Monday, October 26, 2009

Living Life in Beta

I mentioned Michael Hyatt in a recent post. He has some good stuff on his blog that resonates with me. He recently posted the following conversation that he had with a friend:

“I am redesigning my blog,” she mentioned. She then showed me a prototype. I was flabbergasted. It looked … great! It was a hundred times better than what she currently has.

Truly wowed, I asked, “So when does it launch?”

“I don’t know,” she replied. “I still have some changes to make.”

A little suspicious, I asked, “How long have you had it at this level?”

“Months,” she admitted.

“What?!” I exclaimed. “This is way better than what you have now,” I blurted out. “Just launch it!”

Unfortunately, many people get stuck in this kind of no-man’s land. They want it perfect before they share it with the world. The problem is that they are missing scores of opportunities by waiting. Instead, they should get used to the concept of “permanent beta.”

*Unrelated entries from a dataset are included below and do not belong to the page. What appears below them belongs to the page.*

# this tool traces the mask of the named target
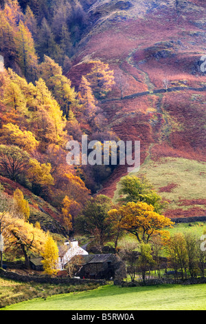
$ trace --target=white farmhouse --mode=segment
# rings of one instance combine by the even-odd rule
[[[58,266],[62,270],[65,265],[76,255],[87,255],[89,253],[79,246],[78,241],[65,242],[65,245],[58,247]]]

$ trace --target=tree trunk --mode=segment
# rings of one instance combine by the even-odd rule
[[[22,251],[23,251],[23,255],[24,255],[24,257],[25,257],[25,264],[26,268],[27,269],[30,269],[30,259],[29,259],[29,257],[27,256],[25,245],[21,245],[21,249],[22,249]]]

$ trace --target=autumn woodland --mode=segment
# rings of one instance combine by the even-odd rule
[[[41,275],[56,277],[59,247],[77,240],[117,256],[121,280],[204,278],[205,10],[0,1],[1,268],[30,274],[41,257]],[[68,163],[67,143],[82,148],[82,135],[102,161],[105,141],[140,141],[139,171],[128,173],[119,150],[116,165]]]

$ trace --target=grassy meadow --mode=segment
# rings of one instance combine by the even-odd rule
[[[8,306],[5,310],[205,310],[205,285],[100,287]]]
[[[175,210],[179,213],[181,210],[183,216],[191,207],[196,208],[197,213],[206,210],[205,168],[205,162],[187,159],[165,157],[154,161],[148,158],[139,172],[130,175],[145,176],[163,199],[169,201],[168,208],[174,210],[172,216],[176,217]],[[114,201],[119,198],[119,183]]]

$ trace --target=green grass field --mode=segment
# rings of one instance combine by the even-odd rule
[[[205,210],[204,205],[181,205],[180,201],[187,199],[188,201],[195,199],[206,199],[205,173],[206,163],[195,160],[182,158],[161,158],[154,161],[148,157],[141,166],[137,173],[130,173],[136,176],[145,176],[149,182],[159,192],[159,188],[173,183],[176,185],[171,192],[162,192],[161,196],[170,201],[170,210],[182,209],[187,210],[191,207],[198,207]],[[113,201],[118,199],[119,183],[114,194]],[[174,215],[175,216],[175,214]]]
[[[205,285],[100,287],[94,290],[36,298],[5,310],[205,310]]]

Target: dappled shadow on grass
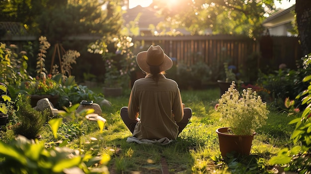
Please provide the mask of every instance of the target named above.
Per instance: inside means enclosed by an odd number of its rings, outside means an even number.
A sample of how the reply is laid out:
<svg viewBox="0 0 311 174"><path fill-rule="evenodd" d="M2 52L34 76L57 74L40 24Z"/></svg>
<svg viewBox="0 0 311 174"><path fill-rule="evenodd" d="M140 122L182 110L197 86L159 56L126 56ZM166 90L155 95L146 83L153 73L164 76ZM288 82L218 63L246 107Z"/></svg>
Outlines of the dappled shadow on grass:
<svg viewBox="0 0 311 174"><path fill-rule="evenodd" d="M194 162L189 149L178 138L166 145L127 143L126 138L112 141L120 149L112 156L111 173L161 174L165 170L170 173L181 171L190 173Z"/></svg>

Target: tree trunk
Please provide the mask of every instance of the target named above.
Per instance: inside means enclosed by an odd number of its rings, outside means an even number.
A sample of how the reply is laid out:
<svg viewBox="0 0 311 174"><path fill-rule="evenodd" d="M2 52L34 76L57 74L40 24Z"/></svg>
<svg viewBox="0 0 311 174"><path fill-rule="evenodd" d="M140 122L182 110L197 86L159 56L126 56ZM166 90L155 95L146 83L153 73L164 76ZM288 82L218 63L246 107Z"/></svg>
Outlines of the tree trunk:
<svg viewBox="0 0 311 174"><path fill-rule="evenodd" d="M301 49L306 55L311 53L311 0L296 0L295 11Z"/></svg>

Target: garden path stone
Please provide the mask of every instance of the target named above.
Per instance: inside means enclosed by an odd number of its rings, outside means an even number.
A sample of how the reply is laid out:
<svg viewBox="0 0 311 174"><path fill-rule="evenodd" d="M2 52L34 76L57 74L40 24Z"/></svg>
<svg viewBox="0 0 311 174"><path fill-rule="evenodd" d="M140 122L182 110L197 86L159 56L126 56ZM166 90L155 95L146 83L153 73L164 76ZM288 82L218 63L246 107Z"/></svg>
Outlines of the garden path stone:
<svg viewBox="0 0 311 174"><path fill-rule="evenodd" d="M93 103L91 105L82 105L80 104L77 109L77 112L79 113L84 109L94 109L94 114L96 114L98 116L101 116L102 112L100 106L97 103Z"/></svg>

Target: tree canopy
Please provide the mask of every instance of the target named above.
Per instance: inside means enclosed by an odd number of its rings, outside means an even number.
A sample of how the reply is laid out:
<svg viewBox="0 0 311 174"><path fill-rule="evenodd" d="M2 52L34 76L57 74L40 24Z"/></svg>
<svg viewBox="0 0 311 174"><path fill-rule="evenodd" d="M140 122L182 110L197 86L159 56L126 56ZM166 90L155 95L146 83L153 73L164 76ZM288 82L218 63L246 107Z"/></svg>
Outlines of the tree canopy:
<svg viewBox="0 0 311 174"><path fill-rule="evenodd" d="M173 27L194 34L241 34L254 37L262 33L265 14L274 11L273 0L154 0L153 7ZM161 7L159 8L159 7ZM211 29L212 33L207 33Z"/></svg>

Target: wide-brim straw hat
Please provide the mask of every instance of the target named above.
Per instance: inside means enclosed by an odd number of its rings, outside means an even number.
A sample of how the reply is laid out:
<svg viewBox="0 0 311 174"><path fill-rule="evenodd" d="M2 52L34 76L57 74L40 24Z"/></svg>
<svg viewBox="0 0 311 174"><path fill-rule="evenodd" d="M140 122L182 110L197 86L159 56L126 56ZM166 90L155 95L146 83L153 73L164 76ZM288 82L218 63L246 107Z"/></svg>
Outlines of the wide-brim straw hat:
<svg viewBox="0 0 311 174"><path fill-rule="evenodd" d="M136 56L136 61L143 71L149 73L151 73L150 66L158 66L160 72L167 70L173 66L172 60L164 53L158 45L152 45L147 51L138 53Z"/></svg>

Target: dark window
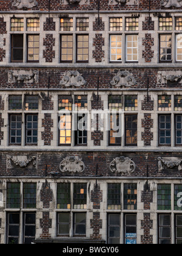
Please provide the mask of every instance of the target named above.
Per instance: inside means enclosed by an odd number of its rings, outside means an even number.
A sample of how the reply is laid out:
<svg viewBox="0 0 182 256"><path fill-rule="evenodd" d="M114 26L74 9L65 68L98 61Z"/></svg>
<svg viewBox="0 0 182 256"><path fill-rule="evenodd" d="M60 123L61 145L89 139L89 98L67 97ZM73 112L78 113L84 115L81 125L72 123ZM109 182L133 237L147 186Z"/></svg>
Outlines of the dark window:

Why is there such a difference in perspective between these two people? I think the answer is simple. 21st century thinking. Hyatt exemplifies a 21st century mentality and perspective that allows imperfection and transparency. The goal is not a polished product. The outcome is the process.

I have worked with many colleagues who struggle to collaborate on documents and work within a Web 2.0 context because they cannot bear to work with others in an imperfect state. They must wait until it is "done" before they show anyone their work. But it's really a lie. Perfection is too illusive. We aim for it and strive for it and yet rarely, if ever, catch it.

21st century thinking changes our perspective and allows us to be launch in beta, knowing we can improve it as we move along the journey. And it also acknowledges that in a rapidly changing world, the day may come to discard it before perfection is ever attained.


  1. I would disagree. The goal really is a polished product. If that is not the goal, how would we have any direction as we moved along the journey. What would be the sense of all of these goal settings and having the principals critiquing us. Working for the glory of God should not be sloppy but should aim to be polished.
    Where I would agree is that we need to be vulnerable toward each other and not hide behind our own fascades: but that's far older than "21st century thinking".

  2. Let me clarify that putting something out in "beta" should not denote poor quality. As Hyatt notes, Gmail was in "beta" from 2004-2009...5 years. I would hardly say that it was not a quality product with its millions of users, yet improvements are made all the time.

    What do others think? Should we live life in beta?